Assets Liabilities and Equity

Cash $ 6,000 Accounts payable $ 15,000

Marketable securities 14,000 Accruals 10,000

Accounts receivable 30,000 Short-term bank loan 15,000

Inventory 20,000 Long-term debt 20,000

Plant and equipment 30,000 Common stock 10,000

Retained earnings 30,000

$100,000 $100,000

Sales are currently $100,000 and you expect them to decline by 20% to $80,000. You have previously used percent of sales to forecast selected assets and liabilities (i.e., accounts receivable, inventory, accounts payable, and accruals).

Other factors that will affect your forecast include:

1. $10,000 of the bank loan must be retired.

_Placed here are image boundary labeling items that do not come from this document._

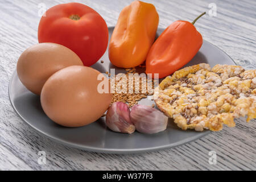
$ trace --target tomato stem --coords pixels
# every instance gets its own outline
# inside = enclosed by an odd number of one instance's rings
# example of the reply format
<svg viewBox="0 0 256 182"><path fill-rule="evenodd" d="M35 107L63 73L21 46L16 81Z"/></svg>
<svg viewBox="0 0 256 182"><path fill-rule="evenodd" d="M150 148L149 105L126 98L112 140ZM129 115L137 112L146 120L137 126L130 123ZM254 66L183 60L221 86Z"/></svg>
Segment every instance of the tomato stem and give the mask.
<svg viewBox="0 0 256 182"><path fill-rule="evenodd" d="M201 15L200 15L199 16L197 16L197 18L196 18L191 23L194 24L195 23L196 23L196 22L201 17L202 17L203 15L204 15L205 14L206 14L206 12L204 12L203 13L202 13Z"/></svg>
<svg viewBox="0 0 256 182"><path fill-rule="evenodd" d="M79 20L80 19L80 16L78 15L72 15L69 16L69 18L73 20Z"/></svg>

2. You believe that the plant and equipment are sufficient to meet the declining sales.

3. The net profit margin on sales is 10%.

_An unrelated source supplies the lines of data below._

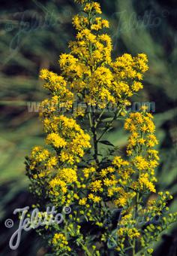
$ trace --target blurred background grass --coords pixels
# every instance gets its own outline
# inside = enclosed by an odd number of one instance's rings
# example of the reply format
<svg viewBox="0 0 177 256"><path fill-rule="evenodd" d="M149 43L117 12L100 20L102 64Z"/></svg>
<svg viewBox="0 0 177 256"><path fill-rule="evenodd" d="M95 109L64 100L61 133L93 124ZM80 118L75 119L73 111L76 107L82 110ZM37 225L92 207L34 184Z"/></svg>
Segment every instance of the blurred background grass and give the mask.
<svg viewBox="0 0 177 256"><path fill-rule="evenodd" d="M103 15L111 23L113 55L143 52L148 56L150 69L145 77L144 89L134 101L155 102L154 114L160 155L157 171L158 189L173 194L171 207L176 211L176 1L104 0L101 6ZM68 43L74 37L71 19L77 8L72 0L1 1L1 255L45 253L42 242L34 232L24 233L18 250L10 251L8 243L13 230L7 229L4 221L8 218L15 220L13 211L16 208L32 203L24 157L33 146L43 143L44 134L38 113L29 112L28 105L46 96L38 79L40 69L59 72L57 61L61 53L68 51ZM118 125L110 139L121 147L126 144L126 135L118 133ZM175 255L176 230L175 225L172 227L154 254Z"/></svg>

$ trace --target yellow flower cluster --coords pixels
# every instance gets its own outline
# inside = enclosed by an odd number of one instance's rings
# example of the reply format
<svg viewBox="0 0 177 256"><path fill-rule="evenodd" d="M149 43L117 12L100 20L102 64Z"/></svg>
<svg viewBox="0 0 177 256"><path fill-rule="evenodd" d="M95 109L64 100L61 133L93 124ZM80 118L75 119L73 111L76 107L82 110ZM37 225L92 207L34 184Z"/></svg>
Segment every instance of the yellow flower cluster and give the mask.
<svg viewBox="0 0 177 256"><path fill-rule="evenodd" d="M74 164L84 155L84 150L91 147L90 136L86 134L80 125L64 115L44 120L44 129L50 133L46 143L58 150L58 156L62 163Z"/></svg>
<svg viewBox="0 0 177 256"><path fill-rule="evenodd" d="M154 148L158 140L152 115L143 107L125 120L124 129L129 133L126 157L116 156L116 147L110 148L110 155L104 156L106 151L101 151L100 144L113 147L101 138L118 115L124 114L130 104L129 98L142 88L148 59L144 53L134 57L126 53L112 61L112 40L101 32L110 25L98 15L101 14L100 4L91 0L75 2L82 5L83 14L73 19L77 33L76 40L69 44L70 53L59 57L61 74L42 69L40 75L45 81L44 87L51 93L51 98L44 99L40 108L47 148L34 147L26 158L31 190L41 208L44 203L61 209L70 206L74 209L65 215L63 225L53 225L50 229L55 233L52 239L50 236L55 254L68 255L72 248L74 254L99 255L93 245L99 239L100 250L104 248L107 254L112 231L118 236L114 242L118 254L131 254L133 250L133 254L136 254L137 245L141 243L145 248L149 239L144 236L138 218L144 216L146 221L152 221L156 215L162 217L166 202L172 199L169 193L160 193L157 200L148 200L146 197L146 208L142 206L142 197L156 192L154 171L159 157ZM71 114L75 100L84 103L91 111L78 107ZM113 110L113 119L109 117L107 121L104 108L110 103L116 110ZM101 108L100 114L95 106ZM87 130L82 129L83 123L85 129L89 123ZM88 133L93 137L92 147ZM122 209L116 232L111 221L104 227L105 218L112 219L113 208ZM172 221L173 217L170 218ZM166 220L163 220L164 224ZM86 221L92 222L92 229L88 227L85 236ZM150 233L154 230L148 222L146 224ZM101 232L98 232L98 227ZM158 230L161 230L160 227ZM90 236L92 230L96 239Z"/></svg>

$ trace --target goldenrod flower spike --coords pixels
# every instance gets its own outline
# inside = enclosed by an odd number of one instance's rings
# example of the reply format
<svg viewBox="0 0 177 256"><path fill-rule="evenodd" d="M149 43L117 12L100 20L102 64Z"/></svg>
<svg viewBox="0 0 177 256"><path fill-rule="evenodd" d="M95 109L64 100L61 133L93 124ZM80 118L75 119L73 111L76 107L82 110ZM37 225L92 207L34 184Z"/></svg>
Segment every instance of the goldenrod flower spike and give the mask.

4. The firm distributes all earnings.

5. The marketable securities will not mature for two years.

To help forecast the firm's future financial position, fill in all the anticipated entries prior to any changes in the firm's debt structure. Since the entries are forecasted, the sum of the two sides need not be balanced.

Assets Liabilities and Equity

Cash $ 6,000 Accounts payable $

Marketable securities 14,000 Accruals

Accounts receivable Bank loan

Inventory Long-term debt 20,000

Plant and equipment 30,000 Common stock 10,000

Retained earnings

$ $ .

Based on your forecasts, answer the following questions:

1. Will the firm need additional finance? If so, how much additional financing will the

firm need?

2. If the firm were to liquidate its marketable securities at a loss for $12,000, would that cover its financial needs? Explain

3. The terms of the long-term debts indenture will not permit additional long-term if the quick ratio is less than 2:1. Based on the forecast, will the firm meet this condition?

4. Would a change in the dividend policy help solve any financial needs? Explain.